Bridge Loans by State
Property values, sale timelines, and investor demand vary from market to market, so we maintain dedicated bridge resources for the states we’re most active in. As those state pages go live they’ll be linked here, covering local conditions across markets like Texas, Florida, Georgia, Tennessee, Louisiana, Ohio, and beyond. If you’re working a deal in a specific state and need a bridge, reach out and we’ll quote it directly.
Frequently Asked Questions
How long is a typical bridge loan term? Most bridge loans run six to twenty-four months, which is enough time to sell the property you’re transitioning out of or to refinance into permanent financing. They’re deliberately short because they exist to solve a temporary timing problem, not to be held long-term. The right term depends on your exit — we’ll match the loan length to how long your sale or refinance realistically takes.

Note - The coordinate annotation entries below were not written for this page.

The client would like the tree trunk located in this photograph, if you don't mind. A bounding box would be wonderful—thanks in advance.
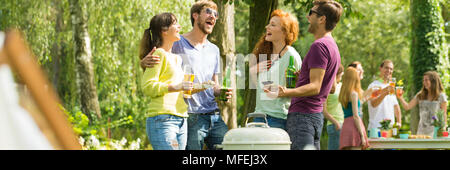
[69,0,101,118]
[52,0,65,96]
[239,0,278,125]
[209,0,237,129]
[410,0,450,133]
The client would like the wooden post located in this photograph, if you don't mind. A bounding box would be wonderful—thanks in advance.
[0,30,81,150]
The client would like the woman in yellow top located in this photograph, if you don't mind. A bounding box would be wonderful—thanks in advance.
[139,13,193,150]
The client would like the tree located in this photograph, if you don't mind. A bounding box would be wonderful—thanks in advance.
[410,0,450,133]
[69,0,101,118]
[209,0,237,129]
[240,0,278,125]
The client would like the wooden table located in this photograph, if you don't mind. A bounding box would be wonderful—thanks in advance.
[369,137,450,149]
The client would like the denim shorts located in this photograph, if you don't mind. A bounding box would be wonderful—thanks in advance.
[146,114,187,150]
[286,112,323,150]
[186,112,228,150]
[327,124,342,150]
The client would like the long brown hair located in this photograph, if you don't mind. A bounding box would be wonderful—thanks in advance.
[417,71,444,100]
[339,67,362,108]
[253,9,299,60]
[139,12,177,60]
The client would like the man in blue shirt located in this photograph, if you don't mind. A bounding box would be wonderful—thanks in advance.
[141,0,232,150]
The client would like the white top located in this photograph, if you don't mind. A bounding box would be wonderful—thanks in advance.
[0,65,53,150]
[255,46,302,119]
[368,80,398,129]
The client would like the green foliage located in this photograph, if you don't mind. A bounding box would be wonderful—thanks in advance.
[0,0,194,149]
[411,0,450,94]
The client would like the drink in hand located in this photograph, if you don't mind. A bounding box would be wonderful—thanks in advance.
[183,74,195,98]
[389,78,395,94]
[286,56,296,88]
[395,86,403,97]
[371,87,381,98]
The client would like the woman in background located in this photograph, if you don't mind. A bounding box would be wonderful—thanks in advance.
[397,71,447,136]
[139,13,193,150]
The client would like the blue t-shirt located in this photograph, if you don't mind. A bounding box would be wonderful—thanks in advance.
[172,36,220,113]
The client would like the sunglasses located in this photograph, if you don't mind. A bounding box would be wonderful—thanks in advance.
[308,9,322,16]
[205,8,219,19]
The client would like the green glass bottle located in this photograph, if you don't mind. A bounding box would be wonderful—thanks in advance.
[286,56,296,88]
[392,123,400,138]
[219,68,231,101]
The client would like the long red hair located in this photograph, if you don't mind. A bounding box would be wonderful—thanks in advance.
[253,9,299,61]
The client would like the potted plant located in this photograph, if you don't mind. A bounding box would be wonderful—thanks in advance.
[380,119,392,138]
[431,110,445,138]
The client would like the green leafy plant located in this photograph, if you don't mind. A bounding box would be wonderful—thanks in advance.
[380,119,391,130]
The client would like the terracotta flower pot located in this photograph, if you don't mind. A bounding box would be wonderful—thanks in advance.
[381,129,392,138]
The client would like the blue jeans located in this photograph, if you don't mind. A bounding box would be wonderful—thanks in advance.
[253,115,286,130]
[327,124,342,150]
[186,113,228,150]
[146,114,187,150]
[286,112,323,150]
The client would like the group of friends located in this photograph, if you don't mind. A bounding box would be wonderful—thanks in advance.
[139,0,447,150]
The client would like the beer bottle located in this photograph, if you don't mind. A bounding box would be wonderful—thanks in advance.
[286,56,296,88]
[219,68,231,101]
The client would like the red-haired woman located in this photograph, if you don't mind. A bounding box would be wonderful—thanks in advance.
[397,71,447,136]
[250,9,302,129]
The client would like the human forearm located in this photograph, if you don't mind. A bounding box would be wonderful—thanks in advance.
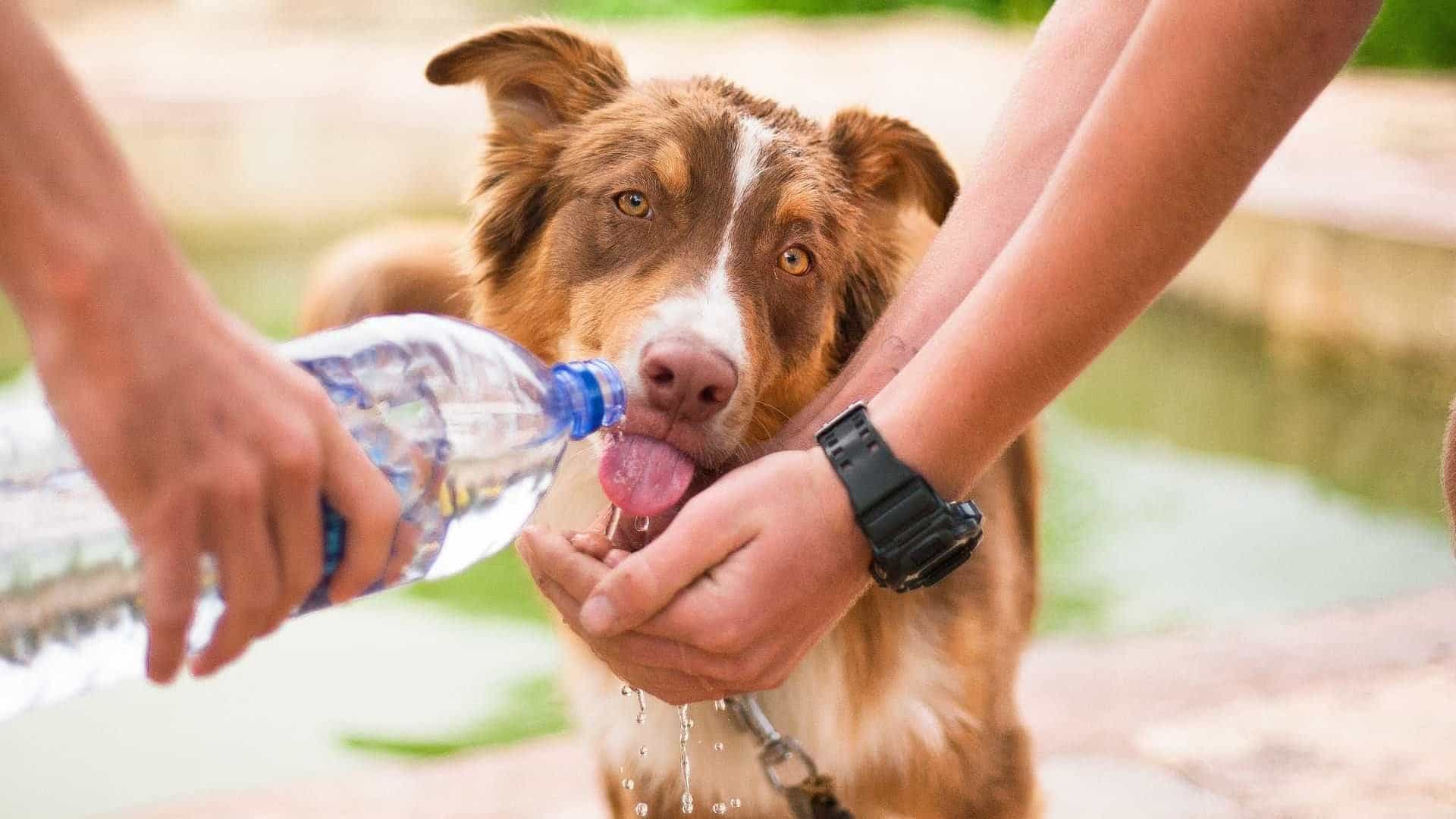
[774,0,1147,447]
[871,0,1379,493]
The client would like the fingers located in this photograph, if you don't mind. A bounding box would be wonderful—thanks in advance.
[570,532,611,560]
[581,487,757,635]
[320,419,400,604]
[268,438,323,631]
[192,468,281,676]
[140,501,199,683]
[540,579,723,705]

Can I get a bridge loan if I haven’t sold my other property yet? Yes — that’s one of the most common reasons investors use them. A bridge loan lets you close on a new property now using the equity in the property you haven’t sold, then pays off when that sale closes. We underwrite the exit carefully, so we’ll want to see that the property you’re selling is realistically positioned to sell within the loan term.
Are bridge loan payments interest-only? Most are. Bridge loans are commonly structured as interest-only during the term, which keeps your monthly carry low while you reposition the property or wait for your exit to close, with the full principal due as a balloon at the end. That structure preserves your cash flow during the months when you may be spending on renovations or carrying two properties at once.
What happens if my exit takes longer than expected? This is why the exit plan matters so much up front. If a sale or refinance runs long, options can include an extension of the bridge or refinancing into another short-term or permanent loan, depending on the situation. We’d rather plan for realistic timing at the start than be surprised at the end, so we build in margin and talk through contingencies before we fund.
Can bridge loans be used for multifamily or commercial properties? Yes. Bridge financing is widely used on apartment buildings and small commercial deals, often to acquire and stabilize a property before refinancing into permanent financing. For five-or-more-unit properties we handle these through our multifamily program, which uses related underwriting tailored to larger assets and their income. The bridge concept is the same — short-term financing matched to a clear exit.